Wu Yue-Qin, Ju Chao-Long, Wang Bao-Juan, Wang Ruo-Gu
Department of Integration of Traditional Chinese Medicine and Western Medicine, Tianjin First Central Hospital, Tianjin 300192, P.R. China.
Anorectal Department of Traditional Chinese Medicine, Central Hospital of Tongchuan Mining Bureau, Tongchuan, Shanxi 727000, P.R. China.
Oncol Lett. 2019 Mar;17(3):3439-3445. doi: 10.3892/ol.2019.9999. Epub 2019 Jan 31.

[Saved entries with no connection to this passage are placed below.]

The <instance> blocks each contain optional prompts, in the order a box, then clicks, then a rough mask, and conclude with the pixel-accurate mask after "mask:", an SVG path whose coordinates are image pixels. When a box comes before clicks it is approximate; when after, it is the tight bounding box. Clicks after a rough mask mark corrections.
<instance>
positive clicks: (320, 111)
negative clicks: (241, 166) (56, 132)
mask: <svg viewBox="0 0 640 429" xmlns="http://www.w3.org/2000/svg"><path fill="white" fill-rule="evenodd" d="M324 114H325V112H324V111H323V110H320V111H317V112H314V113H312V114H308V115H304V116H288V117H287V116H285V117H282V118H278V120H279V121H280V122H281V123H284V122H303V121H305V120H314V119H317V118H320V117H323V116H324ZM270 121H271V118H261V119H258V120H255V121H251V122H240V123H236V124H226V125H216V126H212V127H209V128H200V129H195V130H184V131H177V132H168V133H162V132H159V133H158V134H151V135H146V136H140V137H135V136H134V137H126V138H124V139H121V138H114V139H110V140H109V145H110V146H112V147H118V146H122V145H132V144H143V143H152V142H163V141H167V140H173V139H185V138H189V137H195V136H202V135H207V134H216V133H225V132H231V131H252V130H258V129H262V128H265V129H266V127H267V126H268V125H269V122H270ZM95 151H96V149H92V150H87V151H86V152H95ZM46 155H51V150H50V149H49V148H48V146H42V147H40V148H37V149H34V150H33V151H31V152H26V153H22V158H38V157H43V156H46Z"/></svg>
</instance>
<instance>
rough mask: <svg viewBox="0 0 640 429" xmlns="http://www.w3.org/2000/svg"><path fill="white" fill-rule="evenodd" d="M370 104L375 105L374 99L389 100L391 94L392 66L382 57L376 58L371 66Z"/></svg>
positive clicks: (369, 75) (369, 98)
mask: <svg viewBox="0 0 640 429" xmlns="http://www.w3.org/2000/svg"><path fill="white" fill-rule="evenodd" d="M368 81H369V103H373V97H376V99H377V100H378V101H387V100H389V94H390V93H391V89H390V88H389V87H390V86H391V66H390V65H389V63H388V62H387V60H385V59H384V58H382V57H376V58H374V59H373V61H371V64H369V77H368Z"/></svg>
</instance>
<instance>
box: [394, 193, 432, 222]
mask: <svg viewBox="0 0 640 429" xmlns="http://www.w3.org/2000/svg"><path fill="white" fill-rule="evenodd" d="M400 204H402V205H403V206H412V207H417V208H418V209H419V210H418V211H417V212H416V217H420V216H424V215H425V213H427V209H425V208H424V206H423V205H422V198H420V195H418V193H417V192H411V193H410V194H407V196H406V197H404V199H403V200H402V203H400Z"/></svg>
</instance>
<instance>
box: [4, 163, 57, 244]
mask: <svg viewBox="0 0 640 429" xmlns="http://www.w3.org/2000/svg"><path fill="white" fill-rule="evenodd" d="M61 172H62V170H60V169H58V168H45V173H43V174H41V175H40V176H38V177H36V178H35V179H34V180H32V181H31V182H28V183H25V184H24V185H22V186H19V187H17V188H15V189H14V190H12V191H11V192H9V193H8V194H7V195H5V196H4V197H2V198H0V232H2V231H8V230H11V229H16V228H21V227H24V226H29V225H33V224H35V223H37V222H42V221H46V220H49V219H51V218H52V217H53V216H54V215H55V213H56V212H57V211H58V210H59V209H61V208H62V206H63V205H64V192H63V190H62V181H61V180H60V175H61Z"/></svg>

Numerous studies have demonstrated that PABPC1 participates in the process of carcinogenesis and its function is inconsistent in different types of cancers. PABPC1-like (PABPC1L) is an important paralog of PABPC1 and few studies are available on the roles of PABPC1L in colorectal cancer (CRC) development. Hence, we explored the biological function and prognostic impact of PABPC1L in CRC. The mRNA expression of PABPC1L in CRC was determined based on the data obtained from The Cancer Genome Atlas (TCGA) database. Reverse transcription-quantitative polymerase chain reaction (RT-qPCR) was utilized to determine the PABPC1L mRNA expression level in CRC HT-29 and LS-174T cell lines. Kaplan-Meier method and Cox proportional-hazards model were utilized to conduct the survival and prognosis analyses. HT-29 cells with silenced PABPC1L were constructed to explore the effect of PABPC1L on cell proliferation, invasion and migration capacities using cell counting kit-8 (CCK-8), clone formation, wound-healing and Transwell assays, respectively. To uncover the potential mechanisms of how PABPC1L influences CRC proliferation and migration, we analyzed the expression of AKT, p-AKT, PI3K, and p-PI3K in HT-29 cells using western blotting. Our results revealed that PABPC1L was overexpressed in CRC tissues compared with normal tissues based on the data obtained from TCGA database. Similarly, the mRNA expression of PABPC1L was higher in HT-29 and LS-174T cells than that in CCD-18Co cells. The expression of PABPC1L in CRC was found to be significantly related to age, pathologic stage, pathologic-node, pathologic-metastasis, and death. In univariate and multivariate analyses, pathologic-tumor and pathologic-metastasis were identified as independent prognostic factors for CRC. After PABPC1L depletion, cell proliferation rate, colony numbers, and the invasive and migratory capacity of HT-29 cells were all reduced. Western blot analysis showed that reduction of PABPC1L significantly inhibited p-AKT, and p-PI3K expression level in HT-29 cells. Collectively, our results suggested that PABPC1L is a potential novel candidate oncogene in CRC, and targeting PABPC1L may provide clinical utility in CRC.
大量研究表明,PABPC1参与致癌过程,且其在不同类型癌症中的功能并不一致。PABPC1样蛋白(PABPC1L)是PABPC1的一个重要旁系同源物,关于PABPC1L在结直肠癌(CRC)发生发展中的作用的研究较少。因此,我们探讨了PABPC1L在CRC中的生物学功能及预后影响。基于从癌症基因组图谱(TCGA)数据库获得的数据,测定了CRC中PABPC1L的mRNA表达。利用逆转录定量聚合酶链反应(RT-qPCR)来测定CRC HT-29和LS-174T细胞系中PABPC1L的mRNA表达水平。采用Kaplan-Meier法和Cox比例风险模型进行生存和预后分析。构建了PABPC1L沉默的HT-29细胞,分别使用细胞计数试剂盒-8(CCK-8)、克隆形成、伤口愈合和Transwell实验来探究PABPC1L对细胞增殖、侵袭和迁移能力的影响。为了揭示PABPC1L影响CRC增殖和迁移的潜在机制,我们使用蛋白质免疫印迹法分析了HT-29细胞中AKT、p-AKT、PI3K和p-PI3K的表达。我们的结果显示,基于TCGA数据库获得的数据,与正常组织相比,PABPC1L在CRC组织中过表达。同样,HT-29和LS-174T细胞中PABPC1L的mRNA表达高于CCD-18Co细胞。发现CRC中PABPC1L的表达与年龄、病理分期、病理淋巴结、病理转移和死亡显著相关。在单变量和多变量分析中,病理肿瘤和病理转移被确定为CRC的独立预后因素。PABPC1L缺失后,HT-29细胞的增殖率、集落数量以及侵袭和迁移能力均降低。蛋白质免疫印迹分析表明,PABPC1L的减少显著抑制了HT-29细胞中p-AKT和p-PI3K的表达水平。总的来说,我们的结果表明PABPC1L是CRC中一个潜在的新型候选癌基因,靶向PABPC1L可能在CRC中具有临床应用价值。